A decade after, this truism by Ope Awo who would later go on to found Jobberman, a leading job site in the country, still rings true.
I do not attribute even my most original ideas to the eureka moment itself.
They have been a synthesis of my experiences, what I have seen, heard about and borrowed experiences gleaned from mentors, books and informational videos.
When I am tempted to feel guilty about repurposing other people’s material, I remember that some of the hottest words in industry such as “best practices”, “knowledge sharing”, “benchmarking”, “localization” and “reverse engineering” essentially mean copying.
Copying the best in your field is not only allowed (within legal limits), it is actually an open secret for leapfrogging innovation as a company, an individual or a nation.
At Gradely, one of our core aspirations is to be a world-class company which means we continuously benchmark our product and culture with the very best not only in the country but in the world.
However unique our business model of unbundling school instruction, learning resources and the home tutor, it has parallels in other successful models, products and companies globally. But it’s a mistake to think that copying is easy – it is not.
Despite the fact that Jumia is a copycat e-commerce model from the West, we have seen them through tears, blood, sweat (with some helping of a pile of cash) build Africa’s first $1 billion dollar startup while many of their competitors faltered, sometimes for being too original.
“Good Artists Copy, Great artistes Steal”
Finding the right idea to copy is hard work especially in an age characterized by information explosion. It feels like you can get all their life advice from Twitter alone.
But internalizing an idea, that is the toughest work of all. You have to deconstruct it, find elements you like and can incorporate, and then you take it further and do something new with it.
For example, I know that Jeff Bezos lets his employees do a long memo in prose form before every meeting but when I tried it in my company, it didn’t work. So we evolved to a system of one-page Powerpoint dashboard for each unit which we use today.
Startups can be more self-aware and data-driven about how much they compare with the best locally and internationally. When you choose a standard high enough, you find that you are chasing hard behind it for a while.
However, this chase will transform you. Gradely’s story of its launch as a homework tool for schools in early September 2019 and how it has evolved 10 months after to a full-suite personalized educational content offering for parents and a full-featured LMS for schools is a case study on whether Lean Startup methodology really works in Nigeria.
We have learned the huge gulf between an MVP and an actual workable, robust-enough product that can be rolled out to the mass market.
If we knew the gulf would be so large, maybe we would have spent more time building the product first. But even that is debatable given how much user feedback has shaped what we have now.
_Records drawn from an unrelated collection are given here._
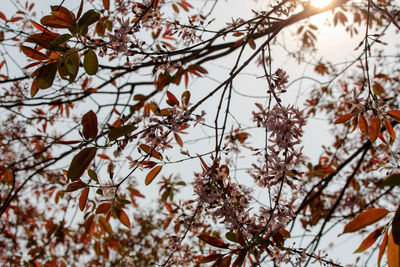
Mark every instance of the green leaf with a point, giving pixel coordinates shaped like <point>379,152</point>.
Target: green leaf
<point>393,179</point>
<point>90,62</point>
<point>46,75</point>
<point>80,162</point>
<point>115,133</point>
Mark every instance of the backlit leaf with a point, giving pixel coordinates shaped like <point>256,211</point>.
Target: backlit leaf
<point>46,75</point>
<point>393,252</point>
<point>390,130</point>
<point>365,218</point>
<point>210,258</point>
<point>152,174</point>
<point>172,101</point>
<point>32,53</point>
<point>393,179</point>
<point>240,258</point>
<point>124,218</point>
<point>93,175</point>
<point>185,98</point>
<point>34,87</point>
<point>106,4</point>
<point>89,124</point>
<point>55,22</point>
<point>374,129</point>
<point>251,43</point>
<point>83,198</point>
<point>213,241</point>
<point>344,118</point>
<point>382,247</point>
<point>90,62</point>
<point>103,208</point>
<point>369,240</point>
<point>395,114</point>
<point>75,186</point>
<point>396,226</point>
<point>80,162</point>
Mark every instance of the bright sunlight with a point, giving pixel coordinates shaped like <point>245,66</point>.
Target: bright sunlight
<point>320,3</point>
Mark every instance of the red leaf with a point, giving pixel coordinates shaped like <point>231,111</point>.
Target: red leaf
<point>152,174</point>
<point>395,114</point>
<point>75,186</point>
<point>103,208</point>
<point>89,124</point>
<point>106,4</point>
<point>344,118</point>
<point>382,248</point>
<point>369,240</point>
<point>393,252</point>
<point>2,16</point>
<point>124,218</point>
<point>104,156</point>
<point>213,241</point>
<point>390,130</point>
<point>374,129</point>
<point>83,198</point>
<point>32,53</point>
<point>363,125</point>
<point>172,101</point>
<point>210,258</point>
<point>80,162</point>
<point>364,219</point>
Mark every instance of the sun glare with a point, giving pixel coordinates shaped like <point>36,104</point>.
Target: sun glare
<point>320,3</point>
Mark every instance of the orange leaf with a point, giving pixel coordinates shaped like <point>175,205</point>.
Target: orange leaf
<point>363,125</point>
<point>178,139</point>
<point>393,252</point>
<point>152,174</point>
<point>395,114</point>
<point>382,248</point>
<point>32,53</point>
<point>210,258</point>
<point>89,124</point>
<point>390,130</point>
<point>34,88</point>
<point>251,43</point>
<point>364,219</point>
<point>83,198</point>
<point>213,241</point>
<point>2,16</point>
<point>344,118</point>
<point>46,75</point>
<point>369,240</point>
<point>80,162</point>
<point>124,218</point>
<point>106,4</point>
<point>104,156</point>
<point>172,101</point>
<point>103,208</point>
<point>55,22</point>
<point>374,129</point>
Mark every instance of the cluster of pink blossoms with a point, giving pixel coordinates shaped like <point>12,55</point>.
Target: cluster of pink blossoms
<point>224,200</point>
<point>284,127</point>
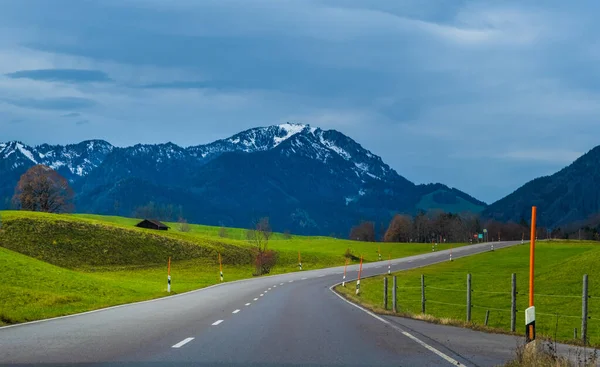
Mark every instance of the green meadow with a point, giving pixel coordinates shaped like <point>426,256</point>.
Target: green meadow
<point>559,271</point>
<point>55,265</point>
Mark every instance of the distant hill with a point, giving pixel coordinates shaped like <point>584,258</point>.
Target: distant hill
<point>570,195</point>
<point>307,180</point>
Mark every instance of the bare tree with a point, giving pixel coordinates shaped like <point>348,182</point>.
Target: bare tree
<point>399,230</point>
<point>42,189</point>
<point>184,226</point>
<point>365,231</point>
<point>259,236</point>
<point>287,235</point>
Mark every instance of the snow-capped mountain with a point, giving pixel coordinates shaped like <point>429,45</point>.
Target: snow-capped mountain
<point>72,161</point>
<point>306,179</point>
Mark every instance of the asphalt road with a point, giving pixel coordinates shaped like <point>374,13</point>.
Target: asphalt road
<point>284,320</point>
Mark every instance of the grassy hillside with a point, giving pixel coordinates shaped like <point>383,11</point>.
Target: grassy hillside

In conclusion, the kernel of this idea is not only applicable to us as individuals or to our high-growth startups but also to our nation-state.
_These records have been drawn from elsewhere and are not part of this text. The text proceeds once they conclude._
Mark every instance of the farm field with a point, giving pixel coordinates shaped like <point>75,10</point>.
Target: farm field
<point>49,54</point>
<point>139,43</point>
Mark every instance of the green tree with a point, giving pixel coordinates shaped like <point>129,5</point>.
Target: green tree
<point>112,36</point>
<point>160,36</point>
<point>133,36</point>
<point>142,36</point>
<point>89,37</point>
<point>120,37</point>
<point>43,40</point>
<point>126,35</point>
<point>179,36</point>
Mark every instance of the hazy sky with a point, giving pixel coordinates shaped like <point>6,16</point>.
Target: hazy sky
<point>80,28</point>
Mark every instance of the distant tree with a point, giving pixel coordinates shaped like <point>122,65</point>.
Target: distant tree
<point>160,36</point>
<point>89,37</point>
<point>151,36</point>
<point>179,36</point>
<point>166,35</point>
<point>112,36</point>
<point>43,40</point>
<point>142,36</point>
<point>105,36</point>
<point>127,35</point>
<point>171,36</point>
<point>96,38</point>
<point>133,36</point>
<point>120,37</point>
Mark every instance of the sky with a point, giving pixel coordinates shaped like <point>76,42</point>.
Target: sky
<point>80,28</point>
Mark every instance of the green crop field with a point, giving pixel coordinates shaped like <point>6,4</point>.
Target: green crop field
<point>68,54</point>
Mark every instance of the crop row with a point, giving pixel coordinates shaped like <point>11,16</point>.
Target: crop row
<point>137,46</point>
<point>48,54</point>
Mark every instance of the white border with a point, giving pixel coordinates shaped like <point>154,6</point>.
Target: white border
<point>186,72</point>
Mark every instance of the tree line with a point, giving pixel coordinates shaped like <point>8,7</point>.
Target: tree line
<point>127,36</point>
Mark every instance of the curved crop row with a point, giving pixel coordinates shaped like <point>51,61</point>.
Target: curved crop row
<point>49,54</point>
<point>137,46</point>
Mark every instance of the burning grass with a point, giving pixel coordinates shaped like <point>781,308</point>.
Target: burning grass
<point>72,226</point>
We can do a better job of copying as a nation, whether it’s finding the right ways to implement COVID-19 lockdown easing policies or just governance of our critical institutions in general.
Government officials who travel a lot cannot say that they do not know how to replicate good roads.
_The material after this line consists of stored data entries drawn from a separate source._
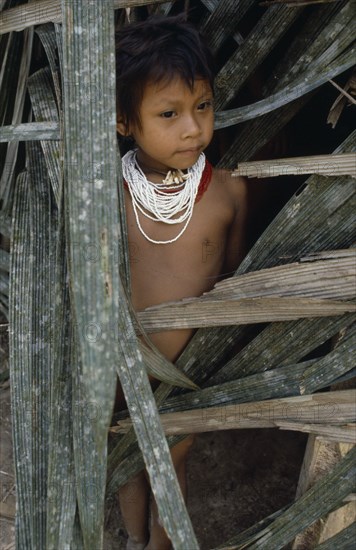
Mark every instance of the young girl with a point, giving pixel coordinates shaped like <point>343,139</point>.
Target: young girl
<point>185,220</point>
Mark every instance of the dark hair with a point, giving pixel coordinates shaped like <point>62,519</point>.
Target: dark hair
<point>157,50</point>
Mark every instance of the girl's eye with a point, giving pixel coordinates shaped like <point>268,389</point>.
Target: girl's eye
<point>168,114</point>
<point>205,105</point>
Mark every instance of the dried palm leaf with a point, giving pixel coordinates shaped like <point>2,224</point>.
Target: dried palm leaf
<point>327,165</point>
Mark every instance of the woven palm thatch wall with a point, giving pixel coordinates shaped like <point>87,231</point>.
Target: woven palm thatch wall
<point>64,280</point>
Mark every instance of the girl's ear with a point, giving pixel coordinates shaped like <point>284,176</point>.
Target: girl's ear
<point>121,127</point>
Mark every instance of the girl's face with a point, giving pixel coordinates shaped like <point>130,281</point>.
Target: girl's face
<point>177,124</point>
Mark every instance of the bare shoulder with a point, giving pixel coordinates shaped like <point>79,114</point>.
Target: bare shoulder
<point>233,187</point>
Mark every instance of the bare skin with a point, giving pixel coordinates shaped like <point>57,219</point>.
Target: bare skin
<point>210,249</point>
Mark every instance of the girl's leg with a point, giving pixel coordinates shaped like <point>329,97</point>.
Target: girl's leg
<point>158,538</point>
<point>134,498</point>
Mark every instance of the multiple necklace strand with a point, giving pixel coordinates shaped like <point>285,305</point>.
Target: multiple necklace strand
<point>153,200</point>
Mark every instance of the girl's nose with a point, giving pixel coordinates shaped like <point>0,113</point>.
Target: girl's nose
<point>191,127</point>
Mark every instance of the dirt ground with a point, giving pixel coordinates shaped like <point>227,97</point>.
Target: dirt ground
<point>235,478</point>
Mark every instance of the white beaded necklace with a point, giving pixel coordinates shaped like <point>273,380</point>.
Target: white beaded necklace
<point>150,198</point>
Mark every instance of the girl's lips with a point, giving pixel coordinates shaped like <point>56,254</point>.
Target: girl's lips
<point>191,151</point>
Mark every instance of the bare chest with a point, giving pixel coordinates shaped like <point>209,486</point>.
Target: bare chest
<point>186,267</point>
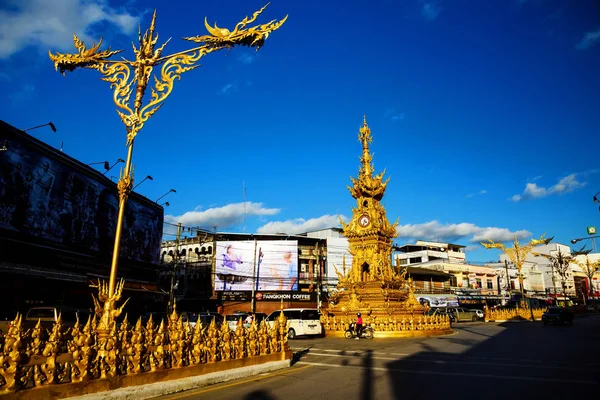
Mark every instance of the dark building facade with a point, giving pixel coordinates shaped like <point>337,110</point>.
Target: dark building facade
<point>57,228</point>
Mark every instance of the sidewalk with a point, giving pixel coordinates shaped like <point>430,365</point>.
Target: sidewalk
<point>180,385</point>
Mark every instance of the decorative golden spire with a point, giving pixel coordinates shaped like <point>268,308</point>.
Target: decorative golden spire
<point>367,185</point>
Seeing so many potholes is a pet peeve of mine and I know that one quick google search reveals how self-healing asphalt used to build roads can last up to three or more decades; and even though they cost more upfront, they save us money over time.
Disruptive ASUU strikes that cost students years of education have cures that have been applied to success in many other places, including India’s IITs.
To actively ignore innovation is a mentally stressful thing to do for an enlightened person. Whether as a people or as companies we are not reverse engineering enough and therefore, we are not successful enough.